UPDATE April 21, 2017: Read the latest and most relevant blog post on DPKI versus CONIKS, CT, KT:
Google's Certificate Transparency proposal wants certificate authorities (CAs) to publicly log all of the certificates that they issue. It does not protect against NSA spying and MITM attacks. Website owners are then asked to monitor these logs to see if their clients were hacked. Everyone online is still forced to trust the bad apple (the least trustworthy CA).
- Best case scenario: mis-issuance detected after damage has been done. The CA blames hackers.
DNSSEC suggests a complicated mechanism to essentially re-create many of the same problems with X509 and CAs in DNS itself, by providing a chain of trust to untrustworthy entities. Its intended goal is to secure DNS and thereby assure clients that when they ask for apple.com, they are actually visiting apple.com. This proposal does not protect against MITM attacks. It suffers from extreme and unnecessary complexity, a systemic fault that's antithetical to secure systems.

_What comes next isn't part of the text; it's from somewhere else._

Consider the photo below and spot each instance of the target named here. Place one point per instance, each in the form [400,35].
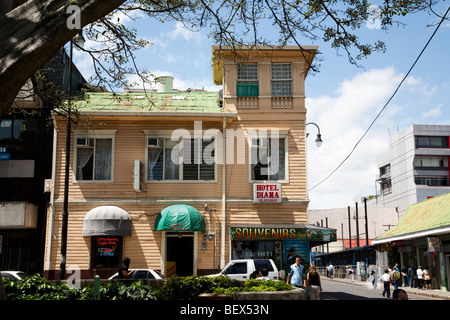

- 📄 DNSSEC Outages (Scroll down to "Miscellaneous" section)
- 📄 Against DNSSEC
In their words, Convergence:
...is a secure replacement for the Certificate Authority System. Rather than employing a traditionally hard-coded list of immutable CAs, Convergence allows you to configure a dynamic set of Notaries which use network perspective to validate your communication.
In our words: Convergence is similar to having a known_hosts
ssh key file for your browser, and comparing it against your friend’s file. It's not a terrible idea, however:
- It does not protect you if the MITM is sitting in front of the server you are visiting. Notaries would see exactly the same key that you see (the one that belongs to the MITM).
- It introduces high latency on first visit in order for group consensus to form.
Perspectives is very similar to Convergence and suffers from the same problems. It allows "no reply" from notaries, making it not useful in a MITM attack.
Both TACK and HPKP are mechanisms for doing public key pinning for individual websites.
These mechanisms are similar to how SSH uses a known_hosts
file to store the fingerprints of public keys it encounters on a "Trust-On-First-Use" ("TOFU") basis.
The problem with these mechanisms is:
- They don't protect on first visit.
- They break websites when the public key needs to legitimately change.
- In the case of TACK, the TACK public key needs to change very frequently (at least every 30 days). This defeats the purpose of pinning, as a MITM does not need to wait long before they can present a fraudulent key that the user has no way to know is legitimate.
- These mechanisms assume that client software has its current time set properly, and they break when that's not true.
While DNSChain does use public key pinning, it doesn't have these problems because there is only one pin that is ever required: the pin to DNSChain itself, which is easily verified once only at setup.
Thin Clients are very important and we are working to define and integrate arbitrary thin client techniques into DNSChain.
So far most thin clients use Simplified Payment Verification (SPV) as their verification method. SPV may not work well in all situations, however:
- Apple's iOS does not allow you to download and run servers in the background that other apps can talk to. This is an issue for SPV, which needs to always remain synced with the network.
- SPV can result in a slower user experience on mobile devices. If the device has been off for a while, users would need to wait until the thin client syncs back up with the network before before accessing online resources.
Proof-of-Transition is a thin client technique that may work better on iOS.
It's important to remember that while thin clients are very important, blockchains are only as healthy as the number of full nodes there are, and full nodes can only reasonably be run on a server. DNSChain helps encourage the wider deployment of full nodes by making them accessible over a single protocol.